In my code, I’ve been using a CUDA pinned memory buffer (allocated by cudaMallocHost call) as send buffer for MPI_Isend operation, and another pinned memory buffer as receive buffer for MPI_Irecv operation. Before MPI_Isend operation started, data to be sent to MPI peer are copied from GPU memory into given pinned memory buffer, using cudaMemcpyAsync call first, and then cudaSynchronizeStream is called just before MPI_Isend call; buffer is then not used any more until MPI_Wait called later to verify that MPI_Isend operation completed. Alike for MPI_Irecv - it is provided that at given time, corresponding buffer is used either by MPI, or CUDA (when copying received data into GPU memory). However, it turned out that DMA transfers by MPI and CUDA are still sometimes interfering each other; I tried with several MPI libraries: Intel MPI library, and MVAPICH (but compiled without CUDA support), and network fabric on given cluster is Infiniband. I was able to solve the problem through introducing additional buffers (allocated by plain malloc call) as send/receive buffers for MPI operations, and doing memcpy between these buffers and pinned memory buffers; but I still do not understand why the problem occurred at the first place. The information that I was able to find on the net about this type of problem is rather confusing, as things changed along the path of GPUdirect v1/v2/v3, and CUDA and MPI libraries updates. So - any pointers to better understand current state of affairs in this regard?
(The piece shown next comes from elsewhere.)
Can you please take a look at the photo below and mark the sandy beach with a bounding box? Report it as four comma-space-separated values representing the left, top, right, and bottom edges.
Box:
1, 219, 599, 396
In the meantime, I re-read “An Introduction to CUDA-Aware MPI” article by Jiri Kraus (available here), then watched his corresponding GTC 2013. presentation (avalable here), and also read varoius bits discussing GPUDirect. It seems indeed that if given MPI library is not CUDA-aware, the only allowed way to transfer data between GPUs on different nodes in cluster would be to first do CUDA memcpy to cudaMalloHost allocated pinned memory, then copy from pinned memory into regular memory buffer (allocated by malloc/new), and only then call MPI_Send (that may in turn copy from regular memory buffer into another pinned buffer, this time controlled by network driver); and, of course, all this in reverse on the receiving side. The bug in my code, caused by missing to utilize intermediate regular memory buffer, was very hard to debug, and on the other side even with some years of CUDA programming experience, I was completely unaware that CUDA pinned memory must not be passed as argument to MPI_Send/MPI_Recv. So, maybe some warnings should be added to cudaMallocHost function documentation, and also to other relevant bits of CUDA docs.
This is not true, you can call MPI_Send/Receive on pinned memory. I do this routinely on large clusters.
Take a look at http://cudamusing.blogspot.com/2011/08/cuda-mpi-and-infiniband.html for some history and explanations.
(As mentioned in my first message, in my case it’s actually about MPI_Isend/MPI_Irecv instead of MPI_Send/MPI_Recv, but I guess this doesn’t make any difference.)
I read the post you mentioned above, and I don’t get further clarifications from it. It basically also says that memory allocated by cudaMallocHost is not to be passed to MPI_Send unless RDMA is disabled or, alternatively, if network stack is made CUDA-aware. It mentions CUDA_NIC_INTEROP environment variable as a possibility to fix things on CUDA side, however this variable later get deprecated, as mentioned for example in CUDA 4.1 release notes (see here). From the same release notes, it seems that having CUDA >=4.1 and kernel >=2.6.18 would do in order to be able to pass cudaMallocHost allocated pinned memory to third party drivers, and thus to MPI_Send/MPI_Recv routines.
However, as mentioned in my first message, I found that in particular case (it’s actually about Stampede machine at TACC here, CUDA version is 5.0 and kernel version is 2.6.32, but MVAPICH MPI library installation is not CUDA-aware, and they’re not using Mellanox-OFED), the arrangement I described in my first post just won’t work. The example provided in the blog post you mentioned won’t work either - if host memory allocation changed from malloc to cudaMallocHost, it would segfault at the end of the execution. So seems to me that it’s still not enough just to use newer CUDA and kernel version to be able to pass CUDA pinned memory to MPI send/receive routines, but that some level of compatibility is required from network fabric driver and/or MPI library?